Additional Information

Giants of the 19th and 20th centuries — Beethoven and Bernstein — dominate this powerful program.

Bernstein began writing his Symphony No. 2 in the summer of 1947, after reading W. H. Auden’s Pulitzer Prize–winning poem The Age of Anxiety, which Bernstein called “fascinating and hair-raising.” He felt an “extremely personal identification” with the poem and recognized it as being fundamentally about “our difficult and problematic search for faith”; as a result, he said, writing “a symphony based on The Age of Anxiety acquired an almost compulsive quality.” The structure of the symphony was also influenced by Auden’s work: Bernstein divided the poem’s six sections into what he called “two large parts” and then divided those parts into “three sections played without pause.” The addition of the solo pianist — which is unusual for a symphonic work — “provides an almost autobiographical protagonist,” Bernstein said, “set against an orchestral mirror in which he sees himself, analytically, in the modern ambience.”

Jean-Yves Thibaudet returns to the Festival to solo in The Age of Anxiety, which he’s described as one of Bernstein’s “really great pieces of music.” Gramophone magazine praised Thibaudet’s 2017 recording of the symphony with Marin Alsop and the Baltimore Symphony Orchestra, calling it “scintillating” and raving that Thibaudet is “the most soulful of players.”

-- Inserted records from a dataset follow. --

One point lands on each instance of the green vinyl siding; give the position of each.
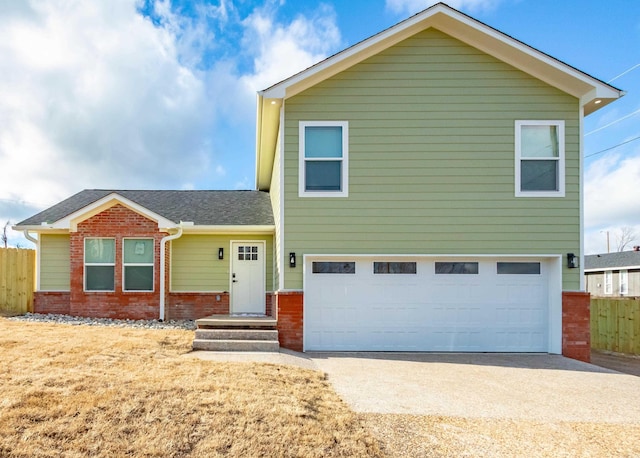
(55, 258)
(431, 159)
(195, 266)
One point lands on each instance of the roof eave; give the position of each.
(267, 128)
(468, 30)
(230, 229)
(71, 221)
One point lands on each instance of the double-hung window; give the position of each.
(137, 264)
(608, 282)
(99, 264)
(624, 282)
(539, 158)
(324, 154)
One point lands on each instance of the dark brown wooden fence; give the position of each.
(17, 280)
(615, 324)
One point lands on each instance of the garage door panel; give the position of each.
(425, 311)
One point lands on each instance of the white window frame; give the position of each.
(623, 277)
(139, 264)
(561, 159)
(608, 282)
(344, 192)
(85, 264)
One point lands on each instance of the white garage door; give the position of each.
(405, 304)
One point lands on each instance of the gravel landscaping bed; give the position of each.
(76, 320)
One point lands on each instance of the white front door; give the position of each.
(247, 277)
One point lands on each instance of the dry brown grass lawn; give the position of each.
(96, 391)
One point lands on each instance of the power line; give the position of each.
(613, 147)
(613, 122)
(624, 73)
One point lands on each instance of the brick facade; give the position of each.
(117, 222)
(576, 330)
(51, 302)
(289, 306)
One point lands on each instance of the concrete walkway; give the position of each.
(622, 363)
(529, 387)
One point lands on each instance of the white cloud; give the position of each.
(283, 50)
(611, 199)
(87, 92)
(414, 6)
(98, 95)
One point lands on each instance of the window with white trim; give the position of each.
(99, 264)
(624, 282)
(539, 164)
(608, 282)
(137, 264)
(324, 159)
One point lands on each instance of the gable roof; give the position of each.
(612, 261)
(169, 208)
(592, 92)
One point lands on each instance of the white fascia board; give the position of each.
(266, 229)
(71, 221)
(603, 269)
(43, 228)
(439, 256)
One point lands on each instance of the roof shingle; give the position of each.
(203, 208)
(620, 259)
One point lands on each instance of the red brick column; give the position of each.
(192, 306)
(290, 306)
(576, 325)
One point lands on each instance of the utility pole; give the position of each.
(608, 248)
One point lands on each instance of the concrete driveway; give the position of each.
(528, 387)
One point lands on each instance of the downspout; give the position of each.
(163, 250)
(29, 237)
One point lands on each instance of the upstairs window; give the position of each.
(539, 158)
(608, 282)
(324, 153)
(99, 264)
(624, 282)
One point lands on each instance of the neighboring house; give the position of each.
(425, 194)
(613, 274)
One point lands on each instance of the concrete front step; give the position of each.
(237, 334)
(236, 345)
(230, 321)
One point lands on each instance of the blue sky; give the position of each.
(136, 94)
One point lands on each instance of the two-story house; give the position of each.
(418, 191)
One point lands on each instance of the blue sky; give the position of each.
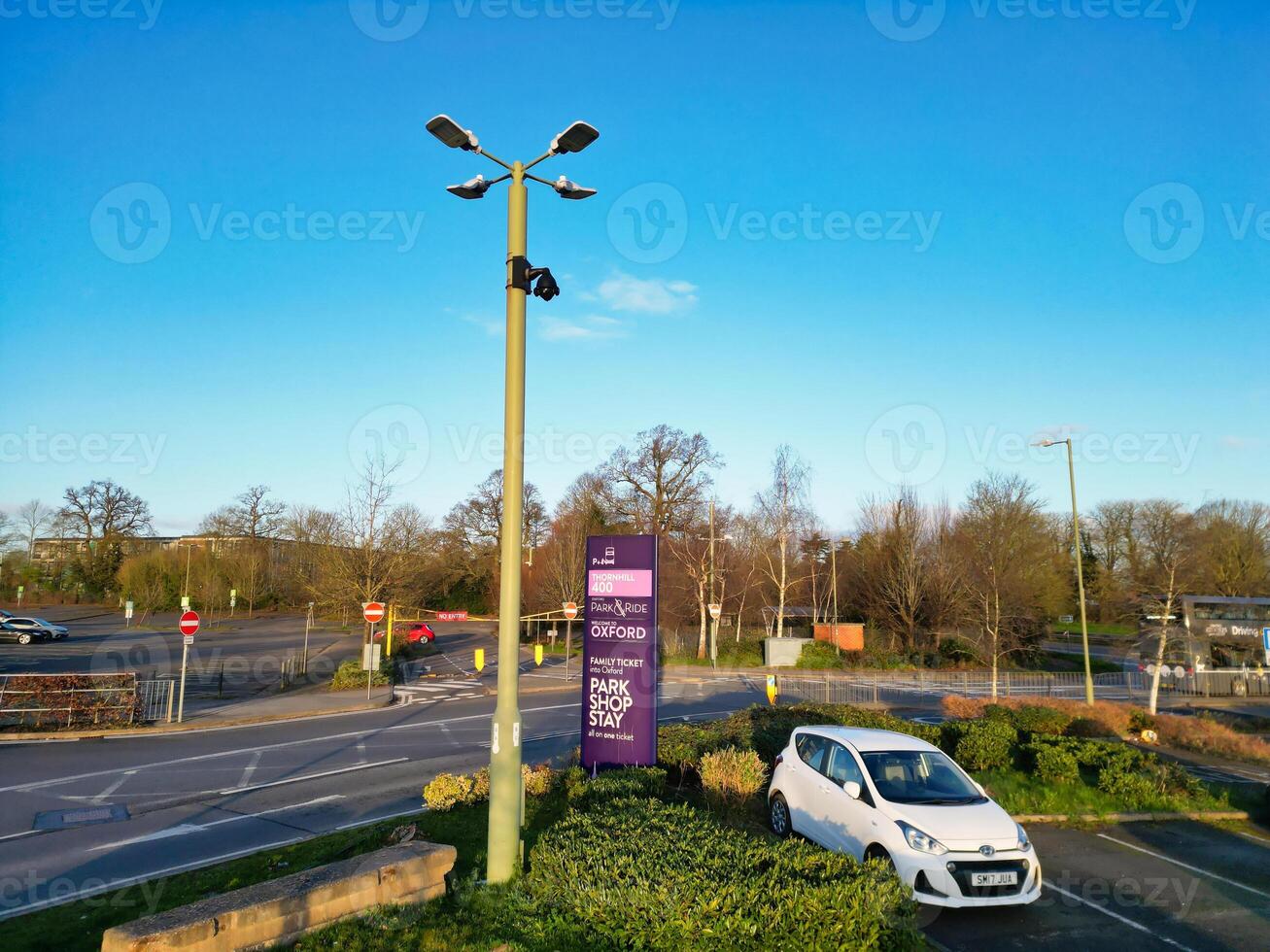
(905, 245)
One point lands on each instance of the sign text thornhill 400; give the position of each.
(619, 710)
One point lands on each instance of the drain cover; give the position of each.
(60, 819)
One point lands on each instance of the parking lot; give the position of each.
(1143, 885)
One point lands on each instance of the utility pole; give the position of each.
(505, 786)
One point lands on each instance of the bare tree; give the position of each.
(33, 517)
(663, 483)
(1166, 537)
(781, 513)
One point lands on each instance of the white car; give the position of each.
(879, 794)
(54, 632)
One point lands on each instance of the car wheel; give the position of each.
(778, 816)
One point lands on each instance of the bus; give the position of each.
(1216, 644)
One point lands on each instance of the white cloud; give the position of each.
(594, 327)
(625, 292)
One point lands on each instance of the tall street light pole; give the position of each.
(1080, 563)
(505, 793)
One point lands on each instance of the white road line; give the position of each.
(1187, 866)
(100, 798)
(187, 828)
(132, 880)
(251, 768)
(366, 732)
(1119, 918)
(313, 776)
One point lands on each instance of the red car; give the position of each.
(416, 633)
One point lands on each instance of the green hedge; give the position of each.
(642, 873)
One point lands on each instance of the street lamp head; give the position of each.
(574, 139)
(452, 133)
(472, 188)
(571, 189)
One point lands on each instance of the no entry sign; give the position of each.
(619, 666)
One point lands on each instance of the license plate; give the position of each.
(1002, 878)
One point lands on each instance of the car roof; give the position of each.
(868, 739)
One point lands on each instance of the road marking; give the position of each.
(132, 880)
(187, 828)
(1187, 866)
(251, 768)
(368, 731)
(1128, 922)
(311, 776)
(100, 798)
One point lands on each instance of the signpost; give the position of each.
(189, 626)
(371, 655)
(570, 612)
(619, 658)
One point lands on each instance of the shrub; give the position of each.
(446, 791)
(980, 745)
(1088, 728)
(537, 779)
(628, 782)
(1054, 765)
(351, 675)
(731, 777)
(1033, 719)
(642, 873)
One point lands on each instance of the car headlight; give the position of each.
(921, 841)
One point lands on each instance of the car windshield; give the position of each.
(919, 777)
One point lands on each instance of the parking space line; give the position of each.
(1186, 866)
(1119, 918)
(311, 776)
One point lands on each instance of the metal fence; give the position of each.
(922, 687)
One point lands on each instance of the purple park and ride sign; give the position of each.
(619, 654)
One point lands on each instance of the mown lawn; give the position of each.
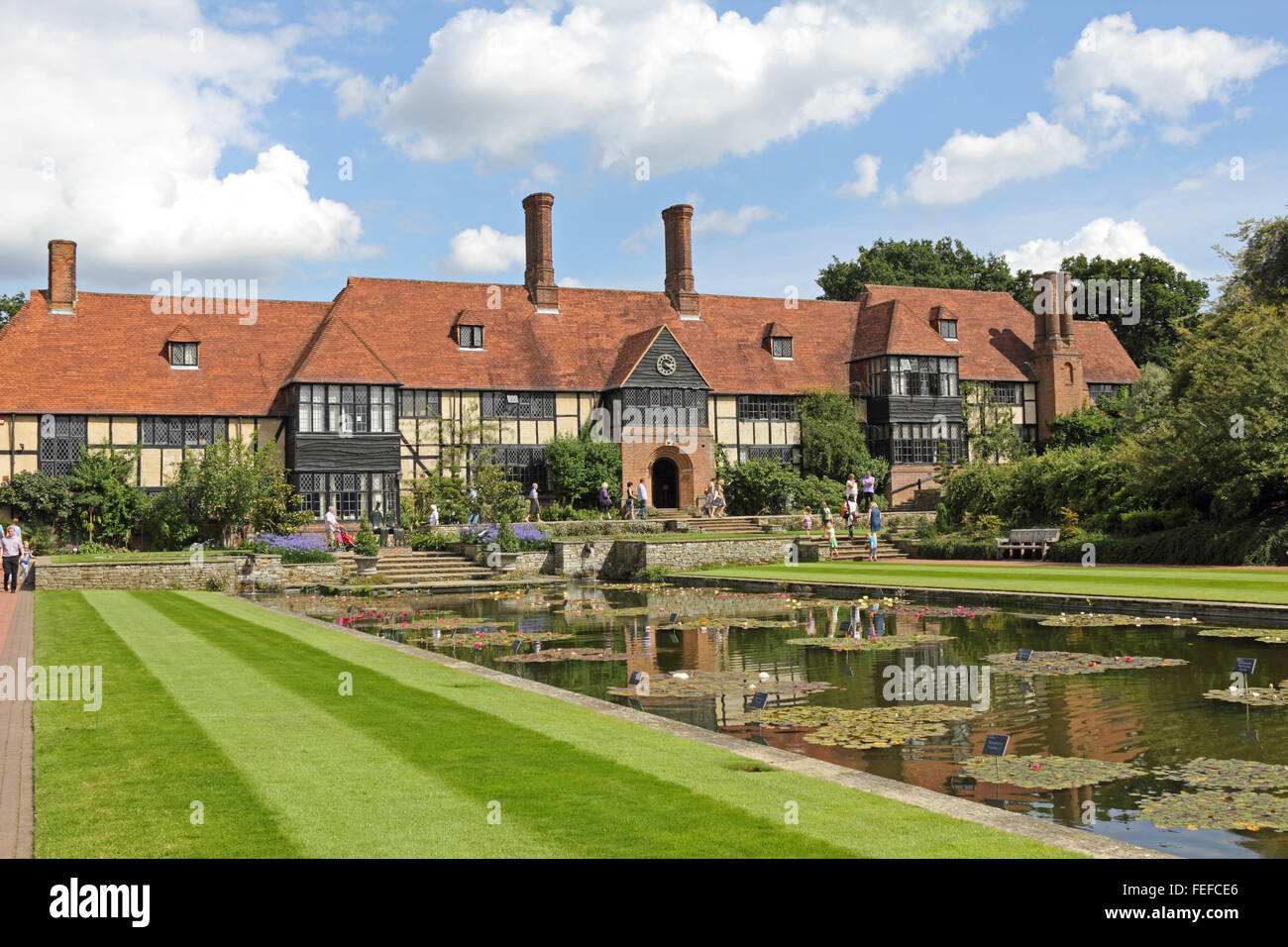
(217, 702)
(1265, 586)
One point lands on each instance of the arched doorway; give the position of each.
(666, 483)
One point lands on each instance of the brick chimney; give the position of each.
(678, 224)
(540, 273)
(1056, 361)
(62, 275)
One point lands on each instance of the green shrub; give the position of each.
(433, 541)
(366, 541)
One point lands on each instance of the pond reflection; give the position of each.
(897, 654)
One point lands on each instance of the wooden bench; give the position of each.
(1026, 540)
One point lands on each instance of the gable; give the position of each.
(647, 375)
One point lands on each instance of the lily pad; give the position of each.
(1218, 809)
(471, 639)
(1247, 775)
(1047, 772)
(1095, 620)
(884, 643)
(708, 684)
(1267, 635)
(550, 655)
(1252, 696)
(870, 727)
(1057, 663)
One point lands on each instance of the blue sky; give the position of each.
(1061, 127)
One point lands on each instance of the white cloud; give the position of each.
(1104, 237)
(866, 178)
(969, 163)
(483, 250)
(1166, 72)
(675, 81)
(706, 222)
(1113, 78)
(120, 136)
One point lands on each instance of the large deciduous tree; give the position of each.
(943, 263)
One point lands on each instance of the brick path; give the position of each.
(16, 733)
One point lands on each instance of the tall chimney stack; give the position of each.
(678, 224)
(62, 275)
(540, 273)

Beethoven initially dedicated his Symphony No. 3 to Napoleon and named it after him as well, since he saw Napoleon as embodying the ideals of democracy and political freedom that were at the heart of the French Revolution. In May 1804, however, Napoleon was declared Emperor of France, and Beethoven responded furiously, believing that the man he once admired had essentially become a dictator. As a result, Beethoven changed the name of the symphony and inscribed it to "the memory of a great man." Regardless of its legendary association with Napoleon, the “Eroica” Symphony stands out in its own right for being a groundbreaking and highly influential work (due to features like its unprecedented length, scope, and complexity) and for leading the transition from the Classical to the Romantic era.